A importância da Filosofia

Um dos mais interessantes paradoxos da filosofia (tanto em sua longa história quanto como matéria de estudo e reflexão) é que ela não tem nenhuma aplicação imediata, por vezes é incompreendida, descartável e mesmo ridicularizada, e nada disso impede, pelo contrário, estimula, a que filosofar e os filósofos sejam imprescindíveis.
Como interpretar essas duas atitudes antagônicas?
Em sociedades tecnocráticas, de produção e consumo imediato de bens e serviços, sendo inclusive a educação vista como um desses bens, é possível dispensar a Filosofia devido a sua inutilidade. Ao mesmo tempo, essa mesma sociedade produz um efeito inverso: para que servem todos esses bens e produtos? Eles satisfazem e preenchem todos os aspectos e vicissitudes da vida? Basta trabalhar, pesquisar, comprar e vender, cumprir horários e realizar tarefas? E isso quanto à vida cotidiana.
E as outras questões mais profundas e amplas, que não se restringem à economia, à política, que partem para problemas como o da aplicação da justiça e dos direitos humanos, como conciliar as relações entre poder público e vida privada, liberdade e cidadania?

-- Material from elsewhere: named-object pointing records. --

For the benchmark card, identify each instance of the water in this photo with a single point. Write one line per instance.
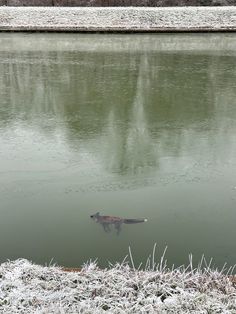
(136, 126)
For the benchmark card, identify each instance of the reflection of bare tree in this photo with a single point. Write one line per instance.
(128, 104)
(130, 148)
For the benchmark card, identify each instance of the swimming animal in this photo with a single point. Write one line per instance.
(107, 221)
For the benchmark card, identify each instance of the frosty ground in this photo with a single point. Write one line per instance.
(29, 288)
(118, 18)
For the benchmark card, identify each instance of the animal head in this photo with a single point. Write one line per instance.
(95, 216)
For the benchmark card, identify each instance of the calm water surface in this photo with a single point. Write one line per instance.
(128, 125)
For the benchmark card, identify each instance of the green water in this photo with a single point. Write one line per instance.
(136, 126)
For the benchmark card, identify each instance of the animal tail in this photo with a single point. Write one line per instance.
(134, 221)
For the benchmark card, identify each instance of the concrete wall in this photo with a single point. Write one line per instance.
(152, 3)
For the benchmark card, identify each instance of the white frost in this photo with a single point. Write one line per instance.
(29, 288)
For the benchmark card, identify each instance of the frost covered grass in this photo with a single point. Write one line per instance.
(121, 288)
(118, 18)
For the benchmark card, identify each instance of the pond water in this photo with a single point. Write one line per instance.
(135, 126)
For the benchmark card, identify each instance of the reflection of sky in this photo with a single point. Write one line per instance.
(132, 134)
(158, 129)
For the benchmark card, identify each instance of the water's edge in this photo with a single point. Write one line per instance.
(118, 19)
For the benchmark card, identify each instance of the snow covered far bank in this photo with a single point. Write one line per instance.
(133, 19)
(28, 288)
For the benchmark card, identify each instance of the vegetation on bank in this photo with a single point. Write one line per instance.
(121, 288)
(152, 3)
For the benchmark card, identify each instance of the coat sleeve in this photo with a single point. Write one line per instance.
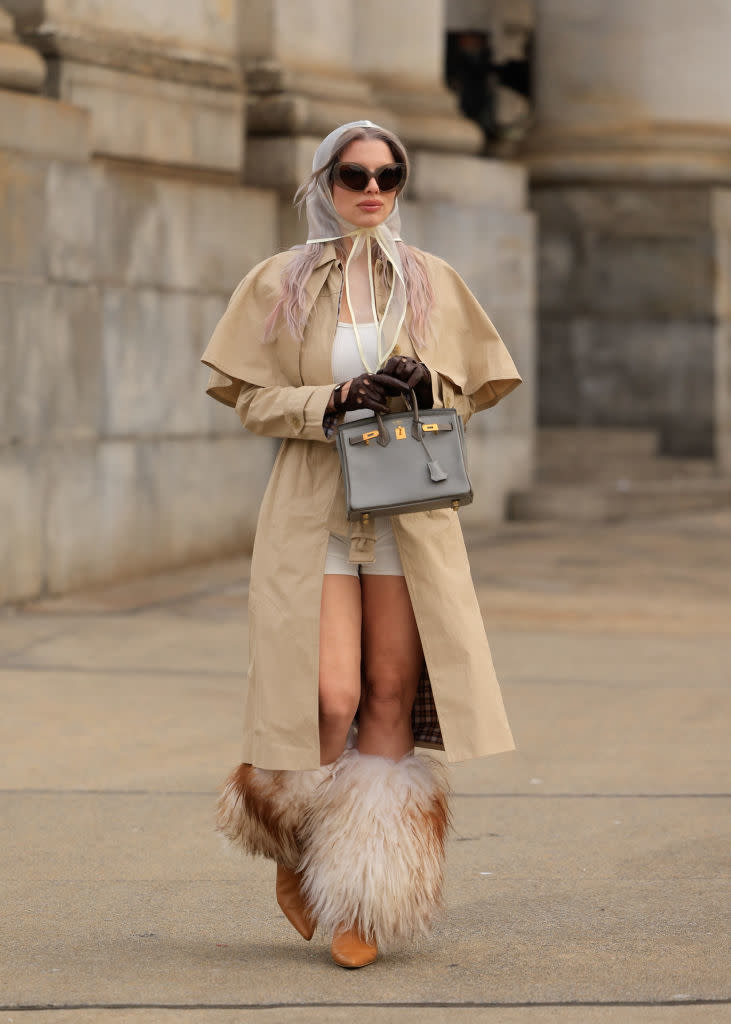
(468, 353)
(448, 395)
(285, 412)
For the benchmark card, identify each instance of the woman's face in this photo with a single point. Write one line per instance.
(369, 208)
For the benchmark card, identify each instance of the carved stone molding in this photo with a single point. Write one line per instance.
(20, 67)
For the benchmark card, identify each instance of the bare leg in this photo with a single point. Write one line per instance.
(393, 660)
(340, 621)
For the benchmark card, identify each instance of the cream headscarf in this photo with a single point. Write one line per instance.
(326, 224)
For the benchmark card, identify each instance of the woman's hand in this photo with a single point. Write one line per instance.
(414, 375)
(366, 391)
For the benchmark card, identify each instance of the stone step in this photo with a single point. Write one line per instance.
(586, 455)
(626, 500)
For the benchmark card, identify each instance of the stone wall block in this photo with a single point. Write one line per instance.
(649, 212)
(23, 216)
(722, 229)
(36, 125)
(453, 177)
(179, 235)
(72, 221)
(154, 382)
(125, 508)
(497, 466)
(491, 249)
(723, 397)
(23, 483)
(140, 118)
(282, 162)
(595, 274)
(51, 360)
(635, 374)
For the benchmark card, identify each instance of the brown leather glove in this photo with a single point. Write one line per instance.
(368, 391)
(414, 374)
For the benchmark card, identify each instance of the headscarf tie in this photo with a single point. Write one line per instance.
(326, 224)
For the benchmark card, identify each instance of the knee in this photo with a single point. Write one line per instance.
(337, 708)
(387, 690)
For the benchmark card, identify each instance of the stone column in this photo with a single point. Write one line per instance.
(399, 50)
(631, 167)
(20, 67)
(161, 80)
(301, 83)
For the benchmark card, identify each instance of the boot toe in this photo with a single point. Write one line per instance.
(349, 949)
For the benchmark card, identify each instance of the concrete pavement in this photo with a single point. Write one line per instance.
(586, 872)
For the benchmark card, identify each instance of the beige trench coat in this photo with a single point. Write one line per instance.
(281, 389)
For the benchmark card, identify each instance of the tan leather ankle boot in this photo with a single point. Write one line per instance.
(290, 898)
(350, 949)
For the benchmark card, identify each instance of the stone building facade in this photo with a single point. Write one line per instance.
(148, 153)
(630, 159)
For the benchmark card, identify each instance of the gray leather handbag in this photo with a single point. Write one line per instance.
(403, 462)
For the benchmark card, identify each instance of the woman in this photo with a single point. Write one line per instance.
(350, 624)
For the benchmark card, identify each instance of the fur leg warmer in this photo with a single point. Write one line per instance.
(374, 846)
(262, 810)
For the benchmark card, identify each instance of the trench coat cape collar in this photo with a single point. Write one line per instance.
(463, 346)
(281, 389)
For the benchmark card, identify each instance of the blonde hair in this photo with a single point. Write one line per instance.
(292, 304)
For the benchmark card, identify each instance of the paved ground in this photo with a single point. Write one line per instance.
(586, 875)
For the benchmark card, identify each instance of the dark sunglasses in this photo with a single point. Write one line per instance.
(356, 177)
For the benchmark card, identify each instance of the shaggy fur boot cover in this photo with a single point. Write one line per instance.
(374, 847)
(262, 810)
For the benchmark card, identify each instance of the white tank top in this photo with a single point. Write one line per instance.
(346, 358)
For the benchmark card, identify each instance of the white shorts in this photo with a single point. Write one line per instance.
(387, 562)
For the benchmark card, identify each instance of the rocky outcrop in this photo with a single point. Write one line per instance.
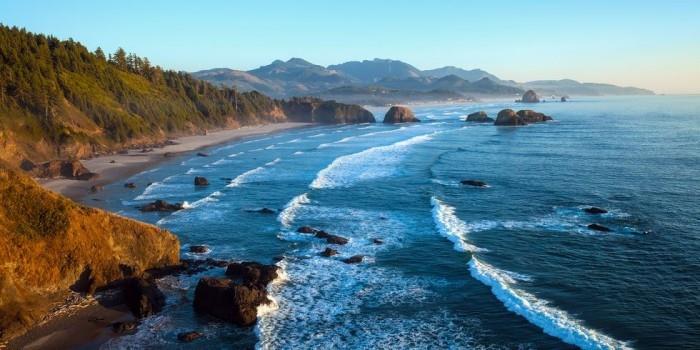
(479, 117)
(530, 97)
(235, 299)
(69, 169)
(314, 110)
(400, 114)
(49, 244)
(508, 117)
(161, 205)
(530, 116)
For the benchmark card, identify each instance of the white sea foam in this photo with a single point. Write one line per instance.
(553, 321)
(451, 227)
(372, 163)
(286, 217)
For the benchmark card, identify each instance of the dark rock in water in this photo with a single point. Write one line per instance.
(306, 229)
(328, 252)
(143, 297)
(598, 227)
(530, 116)
(200, 181)
(595, 210)
(161, 205)
(187, 337)
(124, 327)
(508, 117)
(475, 183)
(530, 97)
(250, 272)
(355, 259)
(230, 301)
(400, 114)
(198, 249)
(479, 117)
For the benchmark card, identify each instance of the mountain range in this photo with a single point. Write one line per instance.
(383, 81)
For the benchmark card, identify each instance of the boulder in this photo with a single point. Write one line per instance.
(190, 336)
(595, 210)
(161, 205)
(530, 97)
(200, 181)
(230, 301)
(530, 116)
(253, 273)
(143, 297)
(475, 183)
(400, 114)
(598, 227)
(508, 117)
(355, 259)
(479, 117)
(328, 252)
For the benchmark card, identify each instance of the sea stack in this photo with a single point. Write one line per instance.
(400, 114)
(530, 97)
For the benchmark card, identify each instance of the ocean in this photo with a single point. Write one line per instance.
(508, 266)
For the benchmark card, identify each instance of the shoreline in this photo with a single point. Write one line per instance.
(116, 167)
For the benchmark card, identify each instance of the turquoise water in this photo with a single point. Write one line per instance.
(508, 266)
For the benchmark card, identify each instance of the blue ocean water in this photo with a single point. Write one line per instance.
(512, 265)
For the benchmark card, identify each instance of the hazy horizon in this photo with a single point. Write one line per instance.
(651, 45)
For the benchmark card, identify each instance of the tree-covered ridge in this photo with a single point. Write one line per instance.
(57, 98)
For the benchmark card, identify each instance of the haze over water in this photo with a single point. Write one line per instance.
(512, 265)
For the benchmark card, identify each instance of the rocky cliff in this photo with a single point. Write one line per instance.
(50, 245)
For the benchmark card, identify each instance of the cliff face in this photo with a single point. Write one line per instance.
(49, 244)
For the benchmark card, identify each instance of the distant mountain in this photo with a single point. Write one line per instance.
(370, 72)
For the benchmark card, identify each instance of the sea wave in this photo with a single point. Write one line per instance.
(372, 163)
(555, 322)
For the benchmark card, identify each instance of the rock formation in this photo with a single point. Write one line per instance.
(49, 244)
(479, 117)
(400, 114)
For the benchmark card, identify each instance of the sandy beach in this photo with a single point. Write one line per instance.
(120, 166)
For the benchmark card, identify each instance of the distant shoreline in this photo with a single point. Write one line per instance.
(117, 167)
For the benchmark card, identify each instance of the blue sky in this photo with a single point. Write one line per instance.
(652, 44)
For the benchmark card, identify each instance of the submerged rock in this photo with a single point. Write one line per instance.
(598, 227)
(201, 181)
(400, 114)
(595, 210)
(161, 205)
(479, 117)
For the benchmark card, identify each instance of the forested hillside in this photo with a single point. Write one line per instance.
(58, 99)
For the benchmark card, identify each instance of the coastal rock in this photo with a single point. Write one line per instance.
(252, 273)
(187, 337)
(143, 297)
(328, 252)
(400, 114)
(508, 117)
(230, 301)
(595, 210)
(200, 181)
(530, 116)
(598, 227)
(475, 183)
(355, 259)
(161, 205)
(199, 249)
(530, 97)
(479, 117)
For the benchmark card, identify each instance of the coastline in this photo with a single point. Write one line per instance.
(112, 168)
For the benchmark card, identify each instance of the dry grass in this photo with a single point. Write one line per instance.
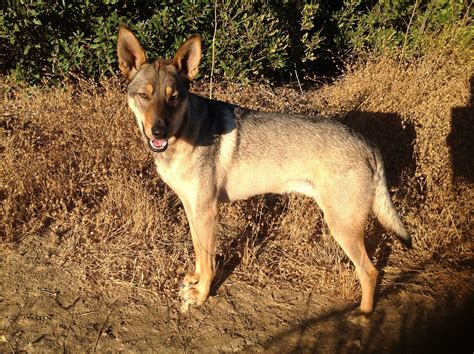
(76, 178)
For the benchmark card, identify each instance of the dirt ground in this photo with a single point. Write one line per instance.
(44, 308)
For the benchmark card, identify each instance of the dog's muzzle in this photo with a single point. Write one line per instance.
(157, 145)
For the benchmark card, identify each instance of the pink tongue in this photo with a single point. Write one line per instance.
(158, 143)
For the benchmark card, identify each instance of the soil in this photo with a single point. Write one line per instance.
(45, 307)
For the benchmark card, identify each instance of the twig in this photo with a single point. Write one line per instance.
(299, 83)
(103, 325)
(6, 341)
(408, 29)
(213, 47)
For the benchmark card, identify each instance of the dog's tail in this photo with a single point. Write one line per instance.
(383, 207)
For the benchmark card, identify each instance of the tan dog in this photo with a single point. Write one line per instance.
(211, 152)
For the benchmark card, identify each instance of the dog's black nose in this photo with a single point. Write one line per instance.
(159, 132)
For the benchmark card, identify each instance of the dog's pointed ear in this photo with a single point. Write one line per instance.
(130, 53)
(188, 57)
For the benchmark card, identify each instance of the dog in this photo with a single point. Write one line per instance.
(211, 152)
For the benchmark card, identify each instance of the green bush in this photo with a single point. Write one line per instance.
(408, 28)
(51, 39)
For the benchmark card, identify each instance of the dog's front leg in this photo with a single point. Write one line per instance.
(196, 285)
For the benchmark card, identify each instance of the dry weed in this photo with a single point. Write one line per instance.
(74, 173)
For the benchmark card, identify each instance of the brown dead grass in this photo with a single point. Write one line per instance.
(75, 177)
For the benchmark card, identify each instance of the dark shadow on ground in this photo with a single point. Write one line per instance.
(461, 140)
(396, 326)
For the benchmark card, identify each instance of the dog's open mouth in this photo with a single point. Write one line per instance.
(157, 145)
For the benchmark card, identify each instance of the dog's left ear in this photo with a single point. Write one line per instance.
(130, 53)
(188, 57)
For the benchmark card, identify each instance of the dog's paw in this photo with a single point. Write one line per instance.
(359, 318)
(193, 292)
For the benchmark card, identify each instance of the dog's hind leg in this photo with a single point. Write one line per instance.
(346, 215)
(196, 285)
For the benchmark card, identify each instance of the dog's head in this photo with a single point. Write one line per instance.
(158, 91)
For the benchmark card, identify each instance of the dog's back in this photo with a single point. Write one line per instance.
(209, 151)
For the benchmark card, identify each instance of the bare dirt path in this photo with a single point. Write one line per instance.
(43, 308)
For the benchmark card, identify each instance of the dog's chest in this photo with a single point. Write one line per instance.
(175, 173)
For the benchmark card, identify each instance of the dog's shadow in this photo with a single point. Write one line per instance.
(395, 139)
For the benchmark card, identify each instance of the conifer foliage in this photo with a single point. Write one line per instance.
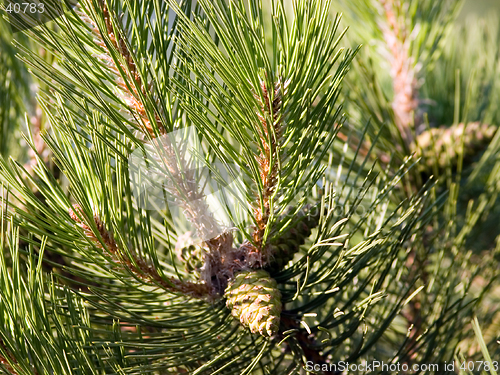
(327, 249)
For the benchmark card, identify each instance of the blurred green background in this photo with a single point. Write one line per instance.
(481, 7)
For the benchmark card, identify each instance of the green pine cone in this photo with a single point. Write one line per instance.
(254, 299)
(190, 253)
(283, 249)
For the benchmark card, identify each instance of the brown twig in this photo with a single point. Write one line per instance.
(138, 266)
(270, 133)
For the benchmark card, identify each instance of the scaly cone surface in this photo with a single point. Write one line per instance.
(254, 298)
(286, 246)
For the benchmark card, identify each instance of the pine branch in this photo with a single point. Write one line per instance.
(271, 133)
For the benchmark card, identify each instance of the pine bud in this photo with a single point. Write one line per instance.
(254, 299)
(283, 249)
(190, 253)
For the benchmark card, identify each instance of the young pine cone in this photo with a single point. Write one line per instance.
(283, 249)
(254, 298)
(438, 145)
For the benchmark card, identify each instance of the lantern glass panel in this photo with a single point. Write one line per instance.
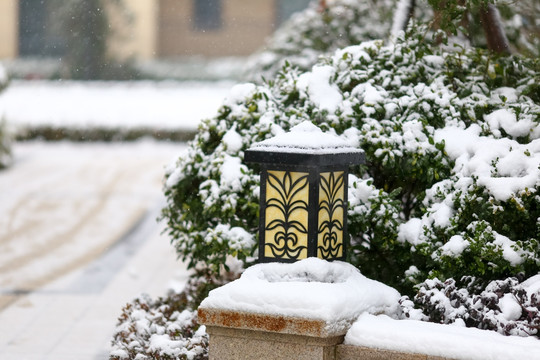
(331, 215)
(286, 218)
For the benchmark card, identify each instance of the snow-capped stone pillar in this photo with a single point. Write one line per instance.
(303, 206)
(295, 311)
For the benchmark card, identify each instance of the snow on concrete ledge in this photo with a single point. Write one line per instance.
(448, 341)
(333, 292)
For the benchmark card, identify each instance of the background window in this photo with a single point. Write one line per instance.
(288, 7)
(207, 14)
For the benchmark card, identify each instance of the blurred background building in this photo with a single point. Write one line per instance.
(80, 31)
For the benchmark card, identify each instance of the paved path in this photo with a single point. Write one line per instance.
(78, 239)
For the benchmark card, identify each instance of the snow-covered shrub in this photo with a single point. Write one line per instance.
(451, 183)
(509, 306)
(165, 328)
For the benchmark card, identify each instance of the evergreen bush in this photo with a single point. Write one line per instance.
(426, 204)
(450, 188)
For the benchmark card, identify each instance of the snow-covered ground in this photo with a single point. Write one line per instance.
(162, 105)
(78, 231)
(79, 239)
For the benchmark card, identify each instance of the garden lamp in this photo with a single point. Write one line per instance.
(303, 194)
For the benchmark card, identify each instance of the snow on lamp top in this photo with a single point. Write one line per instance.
(306, 139)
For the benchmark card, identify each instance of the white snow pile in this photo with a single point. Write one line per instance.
(448, 341)
(3, 76)
(334, 292)
(306, 138)
(74, 104)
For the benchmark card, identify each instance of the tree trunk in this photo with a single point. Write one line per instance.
(495, 35)
(403, 14)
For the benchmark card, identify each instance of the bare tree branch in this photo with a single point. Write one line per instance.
(495, 35)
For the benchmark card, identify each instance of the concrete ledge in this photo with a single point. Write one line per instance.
(269, 323)
(240, 344)
(350, 352)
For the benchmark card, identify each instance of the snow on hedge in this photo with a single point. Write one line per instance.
(80, 105)
(451, 184)
(455, 342)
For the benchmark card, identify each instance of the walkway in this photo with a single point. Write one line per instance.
(78, 239)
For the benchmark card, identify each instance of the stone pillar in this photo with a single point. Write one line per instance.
(236, 335)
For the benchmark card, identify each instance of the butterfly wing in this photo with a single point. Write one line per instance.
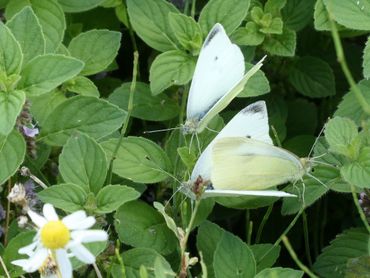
(220, 67)
(246, 164)
(250, 122)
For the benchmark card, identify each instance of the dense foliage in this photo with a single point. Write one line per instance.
(95, 77)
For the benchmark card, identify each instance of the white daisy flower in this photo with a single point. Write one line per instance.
(58, 240)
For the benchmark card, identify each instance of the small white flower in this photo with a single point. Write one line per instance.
(59, 240)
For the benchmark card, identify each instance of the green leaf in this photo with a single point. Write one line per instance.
(10, 52)
(248, 35)
(27, 30)
(219, 11)
(44, 73)
(265, 255)
(350, 244)
(83, 86)
(111, 197)
(351, 14)
(136, 258)
(50, 15)
(187, 32)
(358, 172)
(149, 19)
(12, 151)
(10, 106)
(83, 162)
(312, 77)
(297, 14)
(257, 85)
(145, 106)
(138, 159)
(280, 272)
(349, 106)
(95, 117)
(366, 59)
(139, 225)
(73, 6)
(281, 45)
(170, 68)
(96, 48)
(233, 258)
(67, 196)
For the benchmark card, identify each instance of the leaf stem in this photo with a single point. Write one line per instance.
(130, 107)
(359, 209)
(295, 258)
(343, 63)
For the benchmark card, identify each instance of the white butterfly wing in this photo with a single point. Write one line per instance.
(219, 68)
(251, 122)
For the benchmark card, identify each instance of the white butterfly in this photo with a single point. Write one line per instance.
(242, 161)
(219, 77)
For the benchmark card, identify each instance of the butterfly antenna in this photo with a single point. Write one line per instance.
(161, 130)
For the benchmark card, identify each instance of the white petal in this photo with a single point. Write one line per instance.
(89, 236)
(82, 253)
(29, 249)
(37, 219)
(49, 213)
(64, 263)
(74, 219)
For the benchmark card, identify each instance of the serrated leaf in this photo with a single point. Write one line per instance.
(170, 68)
(281, 45)
(257, 85)
(95, 117)
(187, 32)
(149, 19)
(248, 35)
(83, 162)
(111, 197)
(350, 244)
(358, 172)
(10, 106)
(50, 15)
(312, 77)
(140, 225)
(44, 73)
(12, 151)
(11, 56)
(280, 272)
(73, 6)
(233, 258)
(145, 106)
(138, 159)
(351, 14)
(26, 28)
(83, 86)
(340, 133)
(67, 196)
(297, 14)
(219, 11)
(96, 48)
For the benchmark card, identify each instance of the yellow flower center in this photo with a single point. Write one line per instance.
(55, 235)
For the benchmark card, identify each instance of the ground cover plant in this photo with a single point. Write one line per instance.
(94, 162)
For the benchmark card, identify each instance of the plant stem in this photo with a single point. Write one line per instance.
(263, 223)
(295, 258)
(343, 63)
(359, 209)
(128, 115)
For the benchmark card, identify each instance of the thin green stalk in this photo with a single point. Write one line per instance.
(263, 223)
(343, 63)
(306, 239)
(128, 115)
(288, 246)
(359, 209)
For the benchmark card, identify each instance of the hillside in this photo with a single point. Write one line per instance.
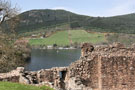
(16, 86)
(50, 20)
(63, 38)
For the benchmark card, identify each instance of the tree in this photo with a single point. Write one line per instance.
(7, 11)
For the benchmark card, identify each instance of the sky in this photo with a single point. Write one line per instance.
(85, 7)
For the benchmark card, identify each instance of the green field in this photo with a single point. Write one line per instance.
(63, 38)
(16, 86)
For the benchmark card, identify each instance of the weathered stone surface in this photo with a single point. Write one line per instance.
(109, 67)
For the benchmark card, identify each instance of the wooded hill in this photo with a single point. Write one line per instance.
(47, 19)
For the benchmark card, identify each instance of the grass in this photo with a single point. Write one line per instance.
(16, 86)
(61, 38)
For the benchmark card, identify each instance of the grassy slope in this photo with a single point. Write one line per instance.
(16, 86)
(61, 38)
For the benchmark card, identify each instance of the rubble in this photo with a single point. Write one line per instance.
(110, 67)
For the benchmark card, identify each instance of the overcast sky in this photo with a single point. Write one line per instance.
(85, 7)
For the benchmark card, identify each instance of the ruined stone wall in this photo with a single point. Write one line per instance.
(100, 68)
(118, 73)
(86, 70)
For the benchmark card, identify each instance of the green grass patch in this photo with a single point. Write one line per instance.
(16, 86)
(61, 38)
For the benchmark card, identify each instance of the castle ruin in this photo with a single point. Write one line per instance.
(110, 67)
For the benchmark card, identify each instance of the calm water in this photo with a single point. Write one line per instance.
(44, 59)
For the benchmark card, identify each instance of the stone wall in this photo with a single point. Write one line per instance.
(109, 67)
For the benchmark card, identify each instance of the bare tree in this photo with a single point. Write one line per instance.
(7, 10)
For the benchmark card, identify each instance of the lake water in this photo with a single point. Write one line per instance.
(45, 59)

E quando sociedades inteiras se mobilizam por meio da religião e consideram sua crença como única, verdadeira e insubstituível, como ficam as demais doutrinas religiosas? Qual é o valor, afinal, dessas crenças? Se elas respondem pelo sentido do cosmo, pelo sentido da vida, se preenchem os anseios pela busca de um bem supremo, de um ser superior, se suprem as necessidades espirituais, como ainda assim a filosofia permanece viva e atuante?
A necessidade da filosofia é inerente à capacidade racional de compreensão, de indagação, de atenção e cuidado pelo que é básico e fundamental. O que funda, o que fundamenta nossa capacidade de conhecer o que nos cerca e o que somos nós, seres humanos? Como entender que o tempo nos constitui, tanto o tempo de todas as coisas que nascem e morrem, como o tempo sem o qual não há memória, nem apreensão das situações presentes, nem possibilidade de projetar, de planejar, de imaginar o futuro e novas situações?
E quando o tempo se transforma em puro acaso, quando ocorrências díspares confluem e mudam inteiramente o fluxo de nossa existência? O que é causado e pode ser dominado, e o que é fortuito e escapa ao nosso controle? 
Nessas condições, é possível filosofar?! Note que a pergunta instiga a pensar justamente sobre a condição humana!
Se a ciência responde com leis da física sobre moléculas, átomos, teorias sobre o início do universo; se a biologia responde sobre a origem da vida e sua evolução; se a medicina avança e mapeia o cérebro e todo o corpo, previne e controla doenças, prolonga e dá condições para saúde e bem-estar; enfim, se as ciências controlam muitos fenômenos e os explicam, a filosofia ainda assim persiste.
E isso porque ela segue outro caminho. Seu campo de saber é o das avaliações, a pergunta pelo sentido da vida, apreender todos os entes existentes por meio de categorias e conceitos gerais, como: causalidade, totalidade, verdade, teoria, matéria e forma, ideias, mente, tempo, eternidade, finito e infinito. Não se prova e nem se comprova nada nessas digressões, nessas interpretações, nessas valorações. 
Elas insistem e persistem porque ao pensamento não é dado não pensar.